N.C. Rural Center moves forward
RALEIGH -- After several months of negotiations, the N.C. Rural Center and the State of North Carolina have reached an agreement that secures the future of the center and ensures the continuation of impactful grant programs.
The Rural Center will move forward with more than $7 million in available assets. As it shifts away from grantmaking, the center will continue its focus on a number of core programs that create economic opportunities throughout rural North Carolina. These efforts will include initiatives designed to assist entrepreneurs and small businesses, increase lending to small businesses and develop rural leaders.
"We have partnered with rural North Carolina communities and people for 27 years," said Patrick Woodie, acting president of the Rural Center. "Now we turn our full attention to building a rural economic development organization that is ready to take on the challenges of the next 27 years."
As part of the settlement, the Rural Center has transferred all grants funded with state appropriations from the center to the N.C. Department of Commerce. The center transferred approximately $98 million to the state, including $72 million previously obligated for grant projects. The Rural Development Division of the state Department of Commerce will manage those grants.

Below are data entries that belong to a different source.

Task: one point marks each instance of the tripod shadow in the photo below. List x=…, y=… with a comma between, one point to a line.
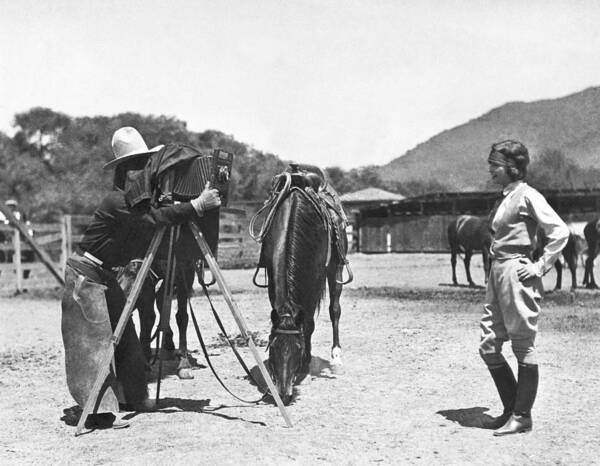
x=468, y=417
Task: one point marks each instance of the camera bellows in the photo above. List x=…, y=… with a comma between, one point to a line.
x=189, y=178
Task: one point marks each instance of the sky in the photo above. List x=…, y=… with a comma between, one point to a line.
x=333, y=83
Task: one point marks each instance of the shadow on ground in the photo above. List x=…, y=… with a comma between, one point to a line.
x=468, y=417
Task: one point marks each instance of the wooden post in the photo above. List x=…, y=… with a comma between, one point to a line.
x=40, y=252
x=66, y=246
x=17, y=259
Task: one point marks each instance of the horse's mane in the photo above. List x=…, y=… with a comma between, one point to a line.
x=305, y=273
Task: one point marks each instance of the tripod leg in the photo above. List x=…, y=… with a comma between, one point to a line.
x=216, y=271
x=125, y=315
x=165, y=311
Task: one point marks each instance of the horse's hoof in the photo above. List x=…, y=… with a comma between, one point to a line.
x=185, y=374
x=305, y=379
x=337, y=368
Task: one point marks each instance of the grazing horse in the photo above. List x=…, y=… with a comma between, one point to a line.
x=468, y=233
x=592, y=236
x=303, y=246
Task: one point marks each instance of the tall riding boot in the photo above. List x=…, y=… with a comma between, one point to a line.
x=507, y=389
x=520, y=421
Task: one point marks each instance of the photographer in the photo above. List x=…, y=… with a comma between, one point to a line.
x=93, y=300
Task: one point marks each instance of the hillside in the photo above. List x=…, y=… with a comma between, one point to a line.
x=457, y=157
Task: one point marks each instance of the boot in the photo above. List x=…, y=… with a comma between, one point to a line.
x=105, y=421
x=521, y=421
x=507, y=389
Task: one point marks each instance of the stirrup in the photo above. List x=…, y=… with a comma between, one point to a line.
x=350, y=274
x=266, y=285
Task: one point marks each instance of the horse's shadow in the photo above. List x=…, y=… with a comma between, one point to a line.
x=462, y=285
x=319, y=368
x=72, y=415
x=170, y=366
x=468, y=417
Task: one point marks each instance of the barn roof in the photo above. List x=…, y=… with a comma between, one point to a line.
x=371, y=194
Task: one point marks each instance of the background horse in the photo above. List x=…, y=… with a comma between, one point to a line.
x=468, y=233
x=569, y=253
x=592, y=236
x=303, y=246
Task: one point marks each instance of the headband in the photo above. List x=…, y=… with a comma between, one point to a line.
x=497, y=158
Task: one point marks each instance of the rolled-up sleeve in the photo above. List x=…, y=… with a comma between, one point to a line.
x=166, y=215
x=554, y=228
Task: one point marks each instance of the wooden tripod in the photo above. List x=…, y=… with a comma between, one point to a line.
x=130, y=304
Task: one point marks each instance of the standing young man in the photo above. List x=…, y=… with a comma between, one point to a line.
x=93, y=300
x=514, y=288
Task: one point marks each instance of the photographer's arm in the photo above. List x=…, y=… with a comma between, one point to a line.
x=180, y=213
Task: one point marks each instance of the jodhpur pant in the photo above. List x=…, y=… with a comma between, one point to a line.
x=510, y=313
x=91, y=308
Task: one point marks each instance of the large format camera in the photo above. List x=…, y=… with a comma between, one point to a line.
x=180, y=173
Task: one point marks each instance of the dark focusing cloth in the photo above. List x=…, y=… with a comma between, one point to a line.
x=144, y=184
x=498, y=158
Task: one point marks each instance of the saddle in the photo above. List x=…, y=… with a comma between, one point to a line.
x=312, y=181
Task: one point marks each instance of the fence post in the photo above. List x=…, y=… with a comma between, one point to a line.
x=17, y=259
x=66, y=240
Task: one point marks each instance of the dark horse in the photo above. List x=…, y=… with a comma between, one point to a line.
x=303, y=246
x=468, y=233
x=187, y=255
x=145, y=306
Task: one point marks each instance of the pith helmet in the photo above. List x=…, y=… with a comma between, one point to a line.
x=127, y=143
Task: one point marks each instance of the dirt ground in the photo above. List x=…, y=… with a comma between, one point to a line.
x=413, y=389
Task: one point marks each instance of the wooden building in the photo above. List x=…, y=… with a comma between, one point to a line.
x=355, y=201
x=419, y=224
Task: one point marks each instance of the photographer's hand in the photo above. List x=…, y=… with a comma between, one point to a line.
x=528, y=269
x=208, y=199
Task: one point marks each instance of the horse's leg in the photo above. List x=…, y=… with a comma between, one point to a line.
x=589, y=266
x=167, y=336
x=571, y=260
x=183, y=285
x=309, y=328
x=468, y=255
x=334, y=275
x=559, y=267
x=145, y=306
x=453, y=254
x=485, y=257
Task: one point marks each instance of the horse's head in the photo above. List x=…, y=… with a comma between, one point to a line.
x=286, y=354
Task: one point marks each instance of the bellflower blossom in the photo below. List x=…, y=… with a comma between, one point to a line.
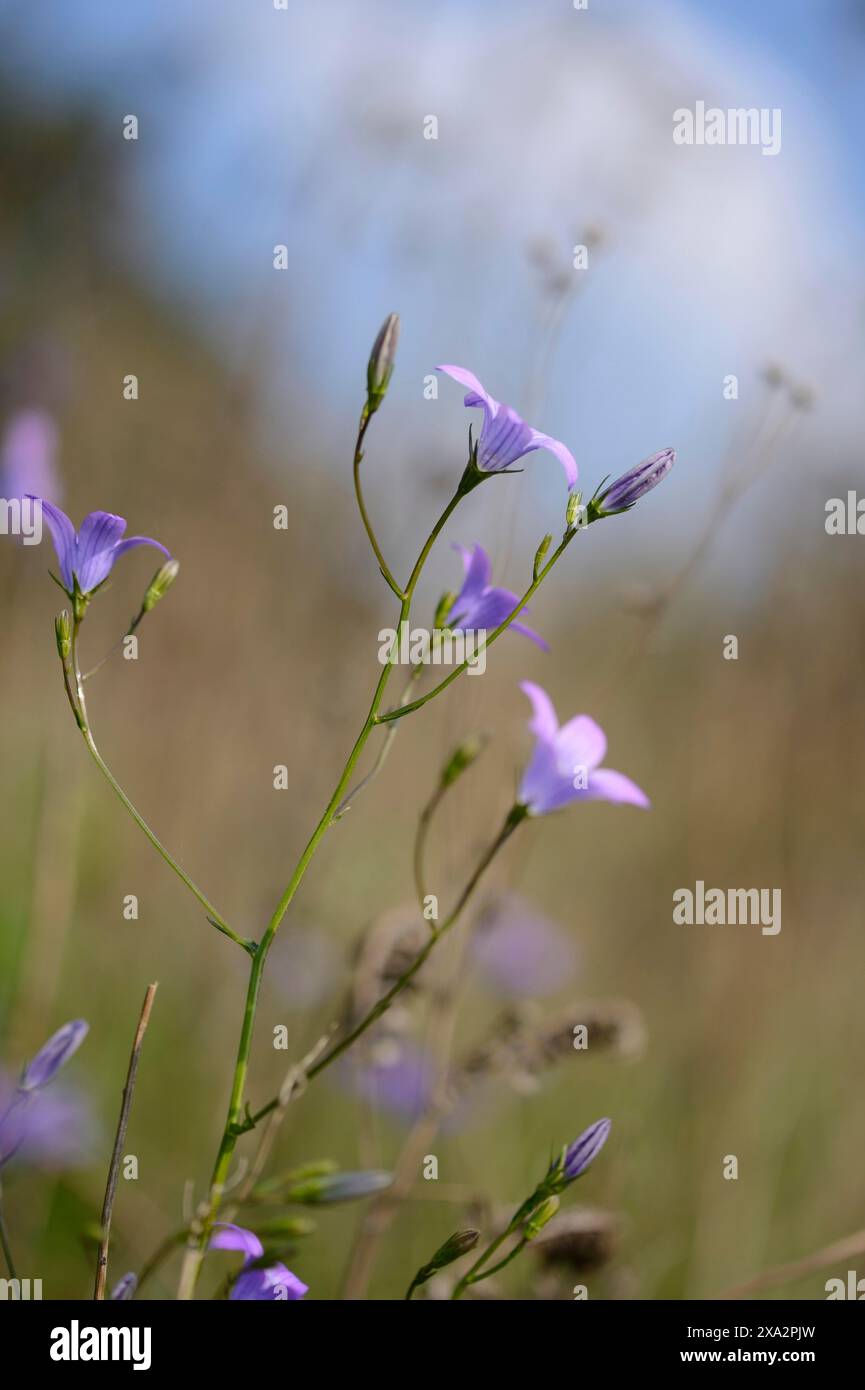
x=519, y=951
x=86, y=556
x=505, y=438
x=479, y=605
x=566, y=762
x=53, y=1130
x=27, y=456
x=255, y=1285
x=53, y=1054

"Commerce Secretary Sharon Decker and her staff fostered a collegial and cooperative atmosphere throughout the negotiations and we can't thank them enough," Woodie said. "We appreciate that the best interests of rural North Carolina were always at the center of our discussions."

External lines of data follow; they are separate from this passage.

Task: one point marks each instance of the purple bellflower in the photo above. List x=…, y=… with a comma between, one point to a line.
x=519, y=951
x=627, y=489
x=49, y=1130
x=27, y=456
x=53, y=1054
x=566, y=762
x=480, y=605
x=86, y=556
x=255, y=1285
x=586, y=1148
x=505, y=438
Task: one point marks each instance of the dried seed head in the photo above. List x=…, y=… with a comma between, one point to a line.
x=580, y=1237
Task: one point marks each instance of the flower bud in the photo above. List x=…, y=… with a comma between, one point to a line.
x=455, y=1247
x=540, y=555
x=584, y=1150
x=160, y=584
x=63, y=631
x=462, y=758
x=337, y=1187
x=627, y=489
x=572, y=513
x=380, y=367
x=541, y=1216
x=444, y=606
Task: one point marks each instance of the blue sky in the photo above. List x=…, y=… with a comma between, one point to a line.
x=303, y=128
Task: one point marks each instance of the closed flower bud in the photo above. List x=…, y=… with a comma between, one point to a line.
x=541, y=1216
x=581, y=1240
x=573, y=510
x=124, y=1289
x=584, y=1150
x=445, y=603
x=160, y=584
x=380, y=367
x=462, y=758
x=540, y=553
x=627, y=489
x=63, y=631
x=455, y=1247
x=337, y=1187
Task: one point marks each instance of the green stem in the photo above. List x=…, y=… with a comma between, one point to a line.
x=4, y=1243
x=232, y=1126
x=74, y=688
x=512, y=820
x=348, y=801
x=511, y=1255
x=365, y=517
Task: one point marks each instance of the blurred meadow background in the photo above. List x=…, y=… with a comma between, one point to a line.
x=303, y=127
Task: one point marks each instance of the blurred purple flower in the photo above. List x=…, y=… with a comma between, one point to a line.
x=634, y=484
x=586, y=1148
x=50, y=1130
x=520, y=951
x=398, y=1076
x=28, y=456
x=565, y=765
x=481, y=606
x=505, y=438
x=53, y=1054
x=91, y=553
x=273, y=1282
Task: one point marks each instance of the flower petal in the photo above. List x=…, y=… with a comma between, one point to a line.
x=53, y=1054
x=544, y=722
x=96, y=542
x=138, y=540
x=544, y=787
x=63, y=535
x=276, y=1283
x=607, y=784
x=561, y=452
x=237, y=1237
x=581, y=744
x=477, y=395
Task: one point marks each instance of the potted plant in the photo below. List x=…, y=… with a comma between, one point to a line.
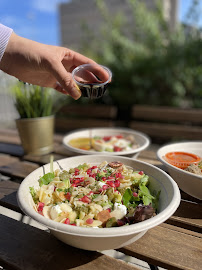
x=36, y=106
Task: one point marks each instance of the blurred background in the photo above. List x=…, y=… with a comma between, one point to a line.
x=154, y=48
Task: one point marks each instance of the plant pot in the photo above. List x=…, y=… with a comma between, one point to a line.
x=36, y=134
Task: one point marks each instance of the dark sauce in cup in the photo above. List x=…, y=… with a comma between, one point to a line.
x=92, y=90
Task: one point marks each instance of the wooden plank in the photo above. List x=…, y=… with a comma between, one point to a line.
x=17, y=168
x=39, y=250
x=95, y=111
x=167, y=113
x=8, y=195
x=168, y=248
x=188, y=216
x=41, y=160
x=168, y=130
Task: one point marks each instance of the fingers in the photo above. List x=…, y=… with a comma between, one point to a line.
x=66, y=84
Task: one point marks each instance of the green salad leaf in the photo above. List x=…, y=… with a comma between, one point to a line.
x=46, y=179
x=127, y=196
x=145, y=194
x=33, y=194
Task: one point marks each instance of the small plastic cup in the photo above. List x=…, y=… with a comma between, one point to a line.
x=87, y=78
x=182, y=159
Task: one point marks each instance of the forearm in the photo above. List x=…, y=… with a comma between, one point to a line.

The Rural Center that emerged from the negotiations is a focused, nimble, and responsive organization, and one that will continue to advocate for a stronger rural North Carolina, just as it has since its founding.
Over the next six months, the Rural Center Board of Directors, working with center leadership, will evaluate the center's structure, programs and governance. Opportunities will be made available for those interested in contributing to this dialogue, as the center enters its next phase of serving rural North Carolina.
There is plenty of work to be done. Since 2009, rural North Carolina has suffered a 1.7 percent decline in employment, while job growth in the state's metro areas reached 5.3 percent.
Today, more than 1.7 million rural residents — nearly two of every five — live in poverty or teeter on the edge.
"The Rural Center is dedicated to making sure that rural North Carolina is not left behind," Woodie said. "Our mission remains as large an undertaking as it has ever been."